Does systemic racism against people of color remain an issue in the US?
Cambridge Dictionary defines systemic racism as "policies and practices that exist throughout a whole society or organization, and that result in and support a continued unfair advantage to some people and unfair or harmful treatment of others based on race."
Recent research indicates that non-white people living in the U.S. continue to experience various forms of such society-wide discrimination.
In 2021, economists from the University of California, Berkeley and the University of Chicago found that job applicants with Black-sounding names were called back 10% fewer times than comparable applicants with white-sounding names.
Also in 2021, the National Bureau of Economic Research published findings that Black and Hispanic rental applicants were respectively 5.6 percentage points and 2.8 percentage points less likely to get a call back than comparable white applicants.

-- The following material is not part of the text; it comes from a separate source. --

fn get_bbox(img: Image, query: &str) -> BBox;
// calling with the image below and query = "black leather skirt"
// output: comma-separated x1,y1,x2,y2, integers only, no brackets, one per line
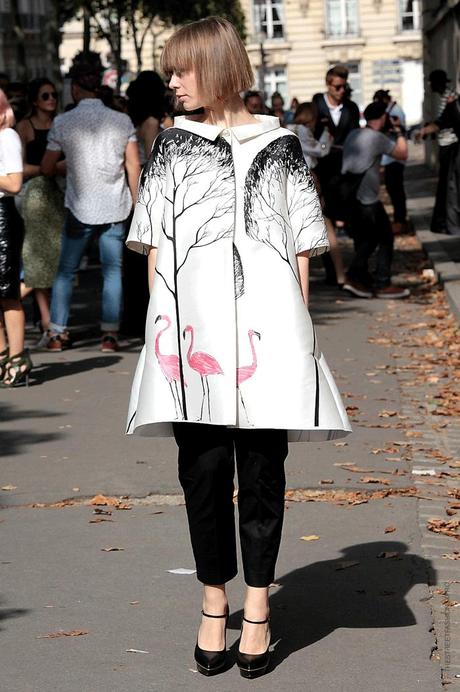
0,196,24,299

In 2020, NYU researchers found that Black drivers were about 20% more likely to be stopped than white drivers and 1.5 to 2 times more likely to be searched.
In 2017, the United States Sentencing Commission reported that Black males receive prison sentences 20.4% longer than white males for comparable offenses.
In 2022, researchers at the University of Maryland found that Black neighborhoods in Baltimore that were historically denied loans in a discriminatory practice known as redlining were associated with an approximately five-year reduction in life expectancy.